Vance : Les États-Unis veulent conclure un accord de grande envergure avec l’Iran
Bakou, 15 avril, AZERTAC
Le vice-président des Etats-Unis JD Vance a déclaré mardi qu'il tentera d'obtenir un « accord de grande envergure » avec l'Iran, alors qu'il devrait mener de nouvelles négociations en face-à-face entre Washington et Téhéran, lesquelles, selon le président américain Donald Trump, pourraient avoir lieu dans le courant de cette semaine au Pakistan, selon Xinhua.

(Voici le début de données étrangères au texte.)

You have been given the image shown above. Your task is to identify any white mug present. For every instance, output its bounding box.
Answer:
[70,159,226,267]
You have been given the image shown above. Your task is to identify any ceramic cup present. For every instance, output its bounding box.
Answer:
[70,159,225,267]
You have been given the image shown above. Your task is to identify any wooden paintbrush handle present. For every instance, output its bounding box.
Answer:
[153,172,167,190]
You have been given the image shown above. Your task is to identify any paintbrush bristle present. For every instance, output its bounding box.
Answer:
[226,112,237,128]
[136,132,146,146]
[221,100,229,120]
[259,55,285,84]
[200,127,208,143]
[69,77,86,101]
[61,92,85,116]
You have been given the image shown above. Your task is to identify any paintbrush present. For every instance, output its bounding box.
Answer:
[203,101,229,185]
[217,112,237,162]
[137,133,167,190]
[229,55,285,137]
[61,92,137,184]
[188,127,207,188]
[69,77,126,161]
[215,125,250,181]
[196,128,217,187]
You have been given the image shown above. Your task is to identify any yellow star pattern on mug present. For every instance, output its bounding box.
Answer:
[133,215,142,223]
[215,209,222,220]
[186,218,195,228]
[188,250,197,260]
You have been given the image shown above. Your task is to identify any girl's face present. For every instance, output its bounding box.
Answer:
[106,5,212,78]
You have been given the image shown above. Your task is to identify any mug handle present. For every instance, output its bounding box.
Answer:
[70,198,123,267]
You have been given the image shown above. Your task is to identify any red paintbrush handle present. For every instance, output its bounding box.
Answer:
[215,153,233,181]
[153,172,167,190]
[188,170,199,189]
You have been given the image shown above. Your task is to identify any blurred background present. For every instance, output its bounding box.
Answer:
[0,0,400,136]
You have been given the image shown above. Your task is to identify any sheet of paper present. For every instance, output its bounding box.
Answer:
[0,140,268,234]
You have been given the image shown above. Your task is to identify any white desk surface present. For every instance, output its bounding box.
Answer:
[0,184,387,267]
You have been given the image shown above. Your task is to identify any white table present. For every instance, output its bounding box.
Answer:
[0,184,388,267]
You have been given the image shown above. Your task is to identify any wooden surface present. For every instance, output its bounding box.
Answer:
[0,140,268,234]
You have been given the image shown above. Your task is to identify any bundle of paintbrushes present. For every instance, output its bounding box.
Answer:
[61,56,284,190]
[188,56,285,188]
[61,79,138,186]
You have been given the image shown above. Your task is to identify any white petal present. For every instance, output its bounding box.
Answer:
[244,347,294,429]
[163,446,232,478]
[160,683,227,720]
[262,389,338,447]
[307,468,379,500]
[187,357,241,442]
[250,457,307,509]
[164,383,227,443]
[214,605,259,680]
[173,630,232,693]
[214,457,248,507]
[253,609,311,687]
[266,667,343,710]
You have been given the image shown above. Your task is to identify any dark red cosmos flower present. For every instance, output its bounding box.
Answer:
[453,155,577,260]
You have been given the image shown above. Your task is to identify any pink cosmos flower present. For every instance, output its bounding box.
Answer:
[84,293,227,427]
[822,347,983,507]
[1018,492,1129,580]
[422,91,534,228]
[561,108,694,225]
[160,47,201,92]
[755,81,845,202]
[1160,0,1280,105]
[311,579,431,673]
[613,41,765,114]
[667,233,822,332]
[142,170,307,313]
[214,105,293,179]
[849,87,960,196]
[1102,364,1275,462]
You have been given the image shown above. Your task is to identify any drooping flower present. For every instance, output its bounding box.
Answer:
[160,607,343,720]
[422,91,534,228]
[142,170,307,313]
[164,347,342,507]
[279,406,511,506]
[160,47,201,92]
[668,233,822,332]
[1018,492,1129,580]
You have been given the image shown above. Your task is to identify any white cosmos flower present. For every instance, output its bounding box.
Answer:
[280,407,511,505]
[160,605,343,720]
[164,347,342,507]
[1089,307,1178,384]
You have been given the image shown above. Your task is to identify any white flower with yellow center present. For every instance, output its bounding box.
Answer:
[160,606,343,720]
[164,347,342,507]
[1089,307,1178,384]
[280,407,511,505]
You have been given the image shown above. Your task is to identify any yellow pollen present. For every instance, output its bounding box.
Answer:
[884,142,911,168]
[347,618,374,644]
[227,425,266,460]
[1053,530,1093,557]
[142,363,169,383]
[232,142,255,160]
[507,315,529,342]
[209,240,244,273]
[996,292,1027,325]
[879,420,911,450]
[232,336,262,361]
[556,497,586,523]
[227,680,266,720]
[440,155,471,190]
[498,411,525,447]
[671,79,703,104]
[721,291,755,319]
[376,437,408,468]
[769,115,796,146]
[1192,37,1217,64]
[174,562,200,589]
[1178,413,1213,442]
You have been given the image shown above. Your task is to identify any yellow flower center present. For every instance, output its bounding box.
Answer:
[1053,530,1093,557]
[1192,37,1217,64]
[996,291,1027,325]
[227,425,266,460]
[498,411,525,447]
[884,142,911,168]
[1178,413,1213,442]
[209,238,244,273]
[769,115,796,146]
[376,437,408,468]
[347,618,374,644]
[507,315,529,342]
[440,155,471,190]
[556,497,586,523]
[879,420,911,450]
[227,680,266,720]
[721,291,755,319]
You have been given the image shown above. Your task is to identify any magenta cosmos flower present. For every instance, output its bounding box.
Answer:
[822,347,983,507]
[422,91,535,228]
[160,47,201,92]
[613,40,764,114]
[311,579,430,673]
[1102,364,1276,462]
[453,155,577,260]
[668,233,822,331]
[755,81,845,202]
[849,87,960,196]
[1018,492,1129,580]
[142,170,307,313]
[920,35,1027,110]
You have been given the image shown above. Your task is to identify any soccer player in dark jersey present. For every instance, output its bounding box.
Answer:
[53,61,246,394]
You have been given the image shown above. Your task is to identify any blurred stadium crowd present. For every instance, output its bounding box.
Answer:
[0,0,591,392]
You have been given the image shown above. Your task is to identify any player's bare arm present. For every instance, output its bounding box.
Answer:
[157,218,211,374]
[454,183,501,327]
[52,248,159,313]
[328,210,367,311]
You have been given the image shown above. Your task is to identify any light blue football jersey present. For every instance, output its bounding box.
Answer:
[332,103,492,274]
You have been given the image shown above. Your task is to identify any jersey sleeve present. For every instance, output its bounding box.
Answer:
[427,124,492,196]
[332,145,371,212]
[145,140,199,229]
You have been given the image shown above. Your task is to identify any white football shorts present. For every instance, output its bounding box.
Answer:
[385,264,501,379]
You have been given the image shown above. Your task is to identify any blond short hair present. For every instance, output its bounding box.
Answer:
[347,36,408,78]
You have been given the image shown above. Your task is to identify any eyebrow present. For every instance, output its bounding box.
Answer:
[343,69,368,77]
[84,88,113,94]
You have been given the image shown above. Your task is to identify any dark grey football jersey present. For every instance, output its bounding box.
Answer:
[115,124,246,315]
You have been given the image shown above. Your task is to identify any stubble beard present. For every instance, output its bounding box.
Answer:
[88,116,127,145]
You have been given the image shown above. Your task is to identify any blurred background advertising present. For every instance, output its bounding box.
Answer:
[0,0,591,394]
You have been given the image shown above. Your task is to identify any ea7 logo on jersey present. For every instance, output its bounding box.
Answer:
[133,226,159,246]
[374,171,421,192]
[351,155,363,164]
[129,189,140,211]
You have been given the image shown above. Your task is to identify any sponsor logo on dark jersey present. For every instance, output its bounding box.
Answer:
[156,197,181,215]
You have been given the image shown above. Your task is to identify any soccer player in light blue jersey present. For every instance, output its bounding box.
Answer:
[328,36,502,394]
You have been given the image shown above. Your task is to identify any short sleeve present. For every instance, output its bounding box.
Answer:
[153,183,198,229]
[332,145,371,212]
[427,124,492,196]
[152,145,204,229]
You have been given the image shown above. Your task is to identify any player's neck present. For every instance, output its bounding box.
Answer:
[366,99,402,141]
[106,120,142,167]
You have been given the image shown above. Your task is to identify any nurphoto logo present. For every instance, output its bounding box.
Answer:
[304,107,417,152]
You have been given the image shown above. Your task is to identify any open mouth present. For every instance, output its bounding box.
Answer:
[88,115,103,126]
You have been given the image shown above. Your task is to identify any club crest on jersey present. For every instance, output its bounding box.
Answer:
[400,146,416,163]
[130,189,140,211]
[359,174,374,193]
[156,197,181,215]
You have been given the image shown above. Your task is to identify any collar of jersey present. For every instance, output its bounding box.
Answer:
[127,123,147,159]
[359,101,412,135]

Toutes les parties présentes à la table des négociations à Islamabad « voulaient conclure un accord » malgré des décennies de « méfiance » profonde entre les deux pays, a indiqué M. Vance lors d'un événement dans l'Etat de Géorgie, dans le sud des Etats-Unis. Il a mené samedi les pourparlers de 21 heures avec les Iraniens au Pakistan.
« (M.) Trump ne veut pas conclure un accord mineur. Il veut conclure un accord de grande envergure », a déclaré M. Vance à son auditoire, ajoutant que la politique de M. Trump est que l'Iran « ne dispose pas d'arme nucléaire ».
Outre le vice-président, l'envoyé spécial de M. Trump, Steve Witkoff, et son gendre, Jared Kushner, devraient également assister à une éventuelle deuxième réunion, a rapporté mardi la chaîne américaine d'information CNN, citant des sources proches du dossier.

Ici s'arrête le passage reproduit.